Earth’s oceans absorb about a quarter of the CO2 that human industries pump into the atmosphere, making it a significant carbon sink. “A cup of ocean water can hold 150 times the amount of carbon dioxide as a cup of air,” said Nick Ward, an Earth scientist at PNNL-Sequim and lead scientist on the PNNL side of the collaboration.
This phenomenon offers a potentially world-changing opportunity to use the ocean to remove more CO2 from the atmosphere and stave off the effects of climate change.
Removing carbon while de-acidifying
Unfortunately, the mission isn’t so simple. When CO2 dissolves in seawater, chemical reactions cause the release of hydrogen atoms, which lowers the water’s pH (increasing acidity). And that acidic water eats away at the calcium-carbonate-based shells of corals and other sea life. This process is known as ocean acidification.
To tackle these conflicting problems, researchers at the carbon sequestration technology company Ebb Carbon developed a system that can remove acid from seawater. Once acid is removed, seawater can then absorb more CO2 without the risk of further acidifying critical ecosystems.

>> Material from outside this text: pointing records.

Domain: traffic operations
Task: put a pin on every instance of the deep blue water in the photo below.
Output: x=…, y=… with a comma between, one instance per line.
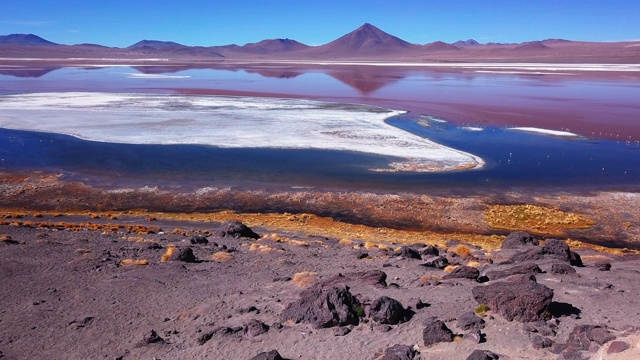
x=515, y=160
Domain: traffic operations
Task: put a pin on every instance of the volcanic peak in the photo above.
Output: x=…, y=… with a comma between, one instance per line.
x=24, y=39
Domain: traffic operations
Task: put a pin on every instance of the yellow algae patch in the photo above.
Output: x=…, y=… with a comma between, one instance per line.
x=261, y=248
x=450, y=268
x=134, y=262
x=535, y=219
x=474, y=264
x=167, y=255
x=429, y=277
x=305, y=278
x=461, y=250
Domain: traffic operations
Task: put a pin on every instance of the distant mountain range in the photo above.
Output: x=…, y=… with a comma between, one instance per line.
x=365, y=43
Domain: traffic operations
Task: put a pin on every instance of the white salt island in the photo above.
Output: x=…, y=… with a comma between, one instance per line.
x=230, y=122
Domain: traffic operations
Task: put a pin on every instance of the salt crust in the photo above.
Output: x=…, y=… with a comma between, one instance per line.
x=545, y=131
x=230, y=122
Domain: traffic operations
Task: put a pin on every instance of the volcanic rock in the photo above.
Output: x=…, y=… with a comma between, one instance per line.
x=438, y=262
x=236, y=229
x=429, y=250
x=324, y=307
x=483, y=355
x=583, y=338
x=386, y=310
x=399, y=352
x=540, y=342
x=255, y=327
x=341, y=331
x=526, y=268
x=268, y=355
x=617, y=347
x=562, y=269
x=199, y=240
x=376, y=278
x=522, y=301
x=153, y=338
x=463, y=272
x=406, y=252
x=470, y=320
x=186, y=255
x=435, y=331
x=519, y=239
x=552, y=248
x=575, y=259
x=603, y=266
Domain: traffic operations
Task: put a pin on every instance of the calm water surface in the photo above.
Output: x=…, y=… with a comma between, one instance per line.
x=605, y=112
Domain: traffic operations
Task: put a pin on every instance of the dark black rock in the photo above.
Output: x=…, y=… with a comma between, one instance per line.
x=186, y=255
x=470, y=321
x=575, y=259
x=248, y=309
x=419, y=304
x=376, y=278
x=463, y=272
x=236, y=229
x=521, y=301
x=475, y=336
x=540, y=342
x=153, y=338
x=255, y=327
x=435, y=331
x=562, y=269
x=526, y=268
x=438, y=262
x=407, y=252
x=615, y=347
x=324, y=307
x=519, y=239
x=430, y=250
x=199, y=240
x=603, y=266
x=399, y=352
x=582, y=338
x=202, y=339
x=269, y=355
x=386, y=310
x=552, y=248
x=483, y=355
x=154, y=246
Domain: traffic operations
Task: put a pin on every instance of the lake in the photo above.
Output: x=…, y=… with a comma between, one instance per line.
x=478, y=108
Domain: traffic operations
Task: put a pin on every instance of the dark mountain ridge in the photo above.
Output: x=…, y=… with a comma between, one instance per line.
x=25, y=39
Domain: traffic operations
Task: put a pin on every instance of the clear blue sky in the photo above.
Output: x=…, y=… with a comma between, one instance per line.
x=219, y=22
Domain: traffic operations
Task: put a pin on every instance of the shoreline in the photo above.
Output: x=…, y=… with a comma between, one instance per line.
x=442, y=216
x=231, y=122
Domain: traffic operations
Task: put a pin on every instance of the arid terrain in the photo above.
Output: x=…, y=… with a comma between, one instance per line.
x=95, y=270
x=106, y=269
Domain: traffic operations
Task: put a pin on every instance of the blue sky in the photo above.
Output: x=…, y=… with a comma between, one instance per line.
x=219, y=22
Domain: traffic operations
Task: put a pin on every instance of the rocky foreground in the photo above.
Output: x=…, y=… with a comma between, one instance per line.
x=225, y=291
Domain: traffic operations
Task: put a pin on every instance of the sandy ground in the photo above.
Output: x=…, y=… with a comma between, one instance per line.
x=68, y=294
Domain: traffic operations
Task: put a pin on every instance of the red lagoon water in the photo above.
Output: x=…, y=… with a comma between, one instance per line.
x=593, y=105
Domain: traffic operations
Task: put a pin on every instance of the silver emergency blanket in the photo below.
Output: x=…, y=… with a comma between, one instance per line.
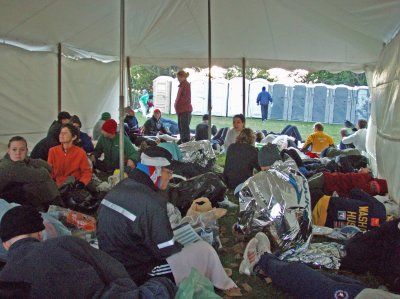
x=199, y=152
x=278, y=203
x=318, y=255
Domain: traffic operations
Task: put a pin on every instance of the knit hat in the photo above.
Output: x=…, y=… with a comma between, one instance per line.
x=156, y=156
x=20, y=220
x=105, y=116
x=75, y=120
x=110, y=126
x=268, y=154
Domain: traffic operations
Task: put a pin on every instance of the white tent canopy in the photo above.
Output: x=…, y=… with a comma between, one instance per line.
x=312, y=34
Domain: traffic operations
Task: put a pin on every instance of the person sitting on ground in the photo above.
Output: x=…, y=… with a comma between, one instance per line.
x=317, y=140
x=108, y=144
x=41, y=149
x=173, y=148
x=69, y=160
x=146, y=245
x=144, y=100
x=300, y=280
x=24, y=180
x=131, y=124
x=154, y=126
x=97, y=127
x=259, y=136
x=342, y=146
x=64, y=267
x=84, y=140
x=241, y=159
x=239, y=122
x=359, y=137
x=202, y=129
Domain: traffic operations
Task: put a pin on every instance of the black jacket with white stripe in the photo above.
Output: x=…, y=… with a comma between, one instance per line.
x=133, y=226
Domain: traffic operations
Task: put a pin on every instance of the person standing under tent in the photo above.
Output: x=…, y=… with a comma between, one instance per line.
x=183, y=106
x=263, y=99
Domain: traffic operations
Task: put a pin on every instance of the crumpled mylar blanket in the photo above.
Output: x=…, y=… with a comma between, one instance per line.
x=278, y=203
x=199, y=152
x=319, y=255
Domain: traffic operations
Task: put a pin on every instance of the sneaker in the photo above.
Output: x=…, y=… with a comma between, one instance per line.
x=264, y=244
x=246, y=267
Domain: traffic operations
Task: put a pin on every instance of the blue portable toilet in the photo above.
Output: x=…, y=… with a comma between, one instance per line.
x=255, y=87
x=298, y=102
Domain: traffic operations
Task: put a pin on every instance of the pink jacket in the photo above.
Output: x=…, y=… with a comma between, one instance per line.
x=183, y=99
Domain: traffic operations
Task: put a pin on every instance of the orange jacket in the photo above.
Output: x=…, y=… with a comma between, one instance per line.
x=74, y=163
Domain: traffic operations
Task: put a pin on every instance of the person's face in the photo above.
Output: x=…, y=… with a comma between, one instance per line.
x=64, y=121
x=157, y=115
x=238, y=124
x=17, y=151
x=66, y=136
x=166, y=175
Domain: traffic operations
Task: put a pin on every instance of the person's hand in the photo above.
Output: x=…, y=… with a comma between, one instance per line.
x=131, y=164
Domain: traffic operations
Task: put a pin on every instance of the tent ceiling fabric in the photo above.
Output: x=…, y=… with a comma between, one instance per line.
x=312, y=34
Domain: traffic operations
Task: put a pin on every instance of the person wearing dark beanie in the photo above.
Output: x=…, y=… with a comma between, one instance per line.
x=63, y=267
x=108, y=144
x=146, y=246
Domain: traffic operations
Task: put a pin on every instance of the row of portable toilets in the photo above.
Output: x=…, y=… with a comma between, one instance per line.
x=298, y=102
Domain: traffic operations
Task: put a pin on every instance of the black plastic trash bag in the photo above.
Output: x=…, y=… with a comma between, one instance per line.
x=207, y=185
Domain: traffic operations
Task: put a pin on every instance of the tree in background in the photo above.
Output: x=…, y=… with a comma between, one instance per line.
x=346, y=77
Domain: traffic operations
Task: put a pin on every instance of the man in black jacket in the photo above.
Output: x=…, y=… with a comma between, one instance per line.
x=65, y=267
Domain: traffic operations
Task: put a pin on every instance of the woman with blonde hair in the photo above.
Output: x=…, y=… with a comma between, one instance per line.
x=183, y=106
x=241, y=159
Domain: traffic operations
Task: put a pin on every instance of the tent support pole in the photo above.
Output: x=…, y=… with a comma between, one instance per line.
x=128, y=73
x=209, y=70
x=244, y=85
x=59, y=66
x=121, y=89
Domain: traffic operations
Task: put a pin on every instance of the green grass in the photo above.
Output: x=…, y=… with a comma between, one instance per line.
x=276, y=126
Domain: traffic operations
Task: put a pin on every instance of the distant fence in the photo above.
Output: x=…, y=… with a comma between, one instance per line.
x=299, y=102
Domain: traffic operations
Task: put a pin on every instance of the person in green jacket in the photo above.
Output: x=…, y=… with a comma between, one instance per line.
x=108, y=144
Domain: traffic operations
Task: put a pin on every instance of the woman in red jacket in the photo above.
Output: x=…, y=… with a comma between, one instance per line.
x=69, y=160
x=183, y=106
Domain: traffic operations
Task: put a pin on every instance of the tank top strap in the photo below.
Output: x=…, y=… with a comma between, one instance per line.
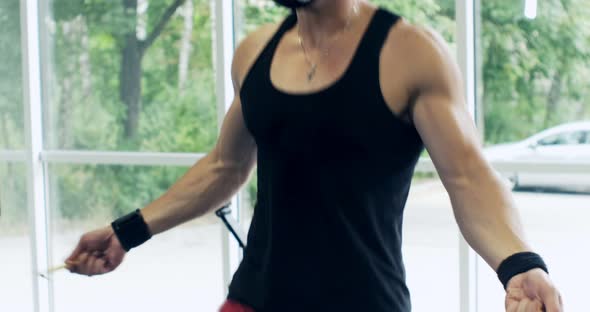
x=366, y=61
x=261, y=66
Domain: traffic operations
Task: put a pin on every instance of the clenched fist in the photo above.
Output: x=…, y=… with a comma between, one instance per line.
x=98, y=252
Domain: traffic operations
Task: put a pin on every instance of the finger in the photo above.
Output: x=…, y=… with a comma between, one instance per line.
x=78, y=250
x=551, y=299
x=511, y=305
x=516, y=294
x=93, y=264
x=534, y=306
x=82, y=266
x=524, y=305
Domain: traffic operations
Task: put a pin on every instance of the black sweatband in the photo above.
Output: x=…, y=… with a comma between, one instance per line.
x=131, y=230
x=519, y=263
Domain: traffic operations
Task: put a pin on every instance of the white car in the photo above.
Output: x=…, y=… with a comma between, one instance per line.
x=566, y=143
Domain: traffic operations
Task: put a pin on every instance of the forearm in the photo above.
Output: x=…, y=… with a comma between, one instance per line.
x=208, y=185
x=486, y=215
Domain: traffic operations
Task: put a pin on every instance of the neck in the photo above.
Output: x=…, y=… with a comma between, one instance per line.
x=324, y=18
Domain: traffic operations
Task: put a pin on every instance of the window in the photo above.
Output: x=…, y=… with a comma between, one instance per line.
x=430, y=232
x=15, y=283
x=568, y=138
x=112, y=83
x=11, y=102
x=178, y=269
x=530, y=71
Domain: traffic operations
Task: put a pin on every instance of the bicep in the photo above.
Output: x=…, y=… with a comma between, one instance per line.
x=235, y=145
x=441, y=116
x=449, y=134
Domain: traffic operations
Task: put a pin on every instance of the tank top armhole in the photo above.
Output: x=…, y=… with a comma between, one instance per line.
x=285, y=25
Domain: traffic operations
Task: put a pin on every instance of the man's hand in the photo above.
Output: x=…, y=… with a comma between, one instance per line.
x=98, y=252
x=532, y=291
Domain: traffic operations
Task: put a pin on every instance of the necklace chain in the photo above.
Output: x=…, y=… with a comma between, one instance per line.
x=313, y=66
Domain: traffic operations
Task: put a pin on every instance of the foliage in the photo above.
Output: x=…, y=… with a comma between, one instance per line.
x=534, y=75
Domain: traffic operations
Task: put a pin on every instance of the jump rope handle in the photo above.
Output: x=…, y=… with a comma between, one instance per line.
x=224, y=213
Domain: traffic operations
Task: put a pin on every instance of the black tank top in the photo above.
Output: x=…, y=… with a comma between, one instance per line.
x=334, y=171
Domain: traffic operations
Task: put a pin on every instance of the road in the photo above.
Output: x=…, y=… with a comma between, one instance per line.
x=181, y=270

To test their technology on a larger scale, Ebb Carbon recently installed and began operating their equipment at PNNL-Sequim—the only national laboratory campus with marine research facilities and direct access to seawater. Over the next year, PNNL-Sequim researchers will test the validity of Ebb Carbon’s system and study how the alkaline seawater it produces affects ocean ecosystems. They’ll also study the potential to power the system with marine energy from ocean waves, tides, or currents.
“We're not just providing a facility. We’re providing the scientific expertise needed to test how technologies like this can be scaled up to a level where they can make an impact on the amount of carbon dioxide in the atmosphere without adversely influencing ecosystems,” Ward said.
At PNNL-Sequim, Ebb Carbon’s system will electrochemically remove acid from seawater pumped into open-air tanks from Sequim Bay. The process starts with seawater being pumped across a series of electrically charged membranes that separate the seawater into acidic and alkaline solutions.
The alkaline solution (with a higher pH), will then be pumped into different seawater-filled tanks so researchers can observe the effects. As the seawater absorbs CO2, its pH should drop down but not become acidic.
When the seawater’s pH balances out, “we’ll have removed the acid and physically stored more inorganic carbon in the ocean,” Ward said. “We're kind of doing the reverse of burning fossil fuels. We're speeding up the rate that the ocean can take in carbon dioxide.”
PNNL-Sequim researchers aren’t just investigating the CO2 removal itself—they’re also looking at how the treated, alkaline seawater will impact ecosystems. In other tanks in the laboratory, researchers grow eel grasses, oysters, and other small sea creatures, like isopods and snails, where they will study how these organisms react to alkaline seawater.
To make the overall process sustainable, Ebb Carbon is also investigating partnerships with local industries who have use for the acid removed from the ocean
Once researchers understand how technologies like those developed by Ebb Carbon can sequester carbon while keeping ecosystems safe, the technology can start to scale up and hopefully provide a solution for removing excess carbon dioxide from the atmosphere.
“Given the realities of climate change, it’s critically important that we act quickly to deploy solutions to remove excess CO2 from the atmosphere,” said Ben Tarbell, co-founder and CEO of Ebb Carbon. “But it’s equally important that we do this in a way that is transparent and facilitates public dialogue so that scientists, researchers, policymakers, and communities have visibility into the process. We welcome the opportunity to work with some of the world’s leading scientists and researchers to build the foundations to scale our technology.”
This work was supported by the U.S. Department of Energy’s Water Power Technologies Office, Climate Works and the National Oceanic and Atmospheric Administration’s Ocean Acidification Program.